NeurIPS Conference 2015 Conference Paper

Policy Evaluation Using the Ω-Return

  • Philip Thomas
  • Scott Niekum
  • Georgios Theocharous
  • George Konidaris

We propose the Ω-return as an alternative to the λ-return currently used by the TD(λ) family of algorithms. The benefit of the Ω-return is that it accounts for the correlation of different length returns. Because it is difficult to compute exactly, we suggest one way of approximating the Ω-return. We provide empirical studies that suggest that it is superior to the λ-return and γ-return for a variety of problems.

IROS Conference 2012 Conference Paper

Learning and generalization of complex tasks from unstructured demonstrations

  • Scott Niekum
  • Sarah Osentoski
  • George Konidaris 0001
  • Andrew G. Barto

We present a novel method for segmenting demonstrations, recognizing repeated skills, and generalizing complex tasks from unstructured demonstrations. This method combines many of the advantages of recent automatic segmentation methods for learning from demonstration into a single principled, integrated framework. Specifically, we use the Beta Process Autoregressive Hidden Markov Model and Dynamic Movement Primitives to learn and generalize a multi-step task on the PR2 mobile manipulator and to demonstrate the potential of our framework to learn a large library of skills over time.

NeurIPS Conference 2011 Conference Paper

Clustering via Dirichlet Process Mixture Models for Portable Skill Discovery

  • Scott Niekum
  • Andrew Barto

Skill discovery algorithms in reinforcement learning typically identify single states or regions in state space that correspond to task-specific subgoals. However, such methods do not directly address the question of how many distinct skills are appropriate for solving the tasks that the agent faces. This can be highly inefficient when many identified subgoals correspond to the same underlying skill, but are all used individually as skill goals.
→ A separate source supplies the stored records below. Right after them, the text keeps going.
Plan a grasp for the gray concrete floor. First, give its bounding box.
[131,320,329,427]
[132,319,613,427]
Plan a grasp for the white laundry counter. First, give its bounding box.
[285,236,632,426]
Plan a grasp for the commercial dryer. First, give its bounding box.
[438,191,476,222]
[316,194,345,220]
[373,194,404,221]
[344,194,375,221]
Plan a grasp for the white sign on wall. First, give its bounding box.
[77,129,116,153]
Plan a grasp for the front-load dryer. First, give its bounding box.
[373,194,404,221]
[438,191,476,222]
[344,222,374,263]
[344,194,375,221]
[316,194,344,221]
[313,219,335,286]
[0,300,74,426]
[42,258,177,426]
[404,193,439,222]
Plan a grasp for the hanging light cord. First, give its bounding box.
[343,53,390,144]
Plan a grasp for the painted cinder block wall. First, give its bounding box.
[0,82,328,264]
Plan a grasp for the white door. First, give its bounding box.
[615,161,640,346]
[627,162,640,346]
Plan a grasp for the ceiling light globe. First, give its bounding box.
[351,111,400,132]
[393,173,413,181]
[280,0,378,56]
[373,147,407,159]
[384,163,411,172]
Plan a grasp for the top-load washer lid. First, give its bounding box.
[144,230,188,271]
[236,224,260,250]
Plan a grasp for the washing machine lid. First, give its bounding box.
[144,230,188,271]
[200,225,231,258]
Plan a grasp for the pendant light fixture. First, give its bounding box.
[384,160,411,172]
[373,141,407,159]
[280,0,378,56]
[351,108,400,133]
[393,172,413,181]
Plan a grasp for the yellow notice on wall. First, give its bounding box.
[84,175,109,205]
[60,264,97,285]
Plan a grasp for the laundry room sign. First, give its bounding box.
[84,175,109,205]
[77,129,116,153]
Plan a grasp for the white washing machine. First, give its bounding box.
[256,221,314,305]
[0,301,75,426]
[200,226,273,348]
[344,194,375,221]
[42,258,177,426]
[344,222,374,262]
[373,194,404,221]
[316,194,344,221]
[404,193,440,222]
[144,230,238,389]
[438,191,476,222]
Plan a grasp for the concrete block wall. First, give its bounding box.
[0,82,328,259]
Furthermore, skills created in this manner are often only transferable to tasks that share identical state spaces, since corresponding subgoals across tasks are not merged into a single skill goal. We show that these problems can be overcome by clustering subgoal data defined in an agent-space and using the resulting clusters as templates for skill termination conditions. Clustering via a Dirichlet process mixture model is used to discover a minimal, sufficient collection of portable skills.

NeurIPS Conference 2011 Conference Paper

TD_gamma: Re-evaluating Complex Backups in Temporal Difference Learning

  • George Konidaris
  • Scott Niekum
  • Philip Thomas

We show that the lambda-return target used in the TD(lambda) family of algorithms is the maximum likelihood estimator for a specific model of how the variance of an n-step return estimate increases with n. We introduce the gamma-return estimator, an alternative target based on a more accurate model of variance, which defines the TD gamma family of complex-backup temporal difference learning algorithms. We derive TD gamma, the gamma-return equivalent of the original TD(lambda) algorithm, which eliminates the lambda parameter but can only perform updates at the end of an episode and requires time and space proportional to the episode length. We then derive a second algorithm, TD gamma(C), with a capacity parameter C. TD gamma(C) requires C times more time and memory than TD(lambda) and is incremental and online. We show that TD gamma outperforms TD(lambda) for any setting of lambda on 4 out of 5 benchmark domains, and that TD gamma(C) performs as well as or better than TD_gamma for intermediate settings of C.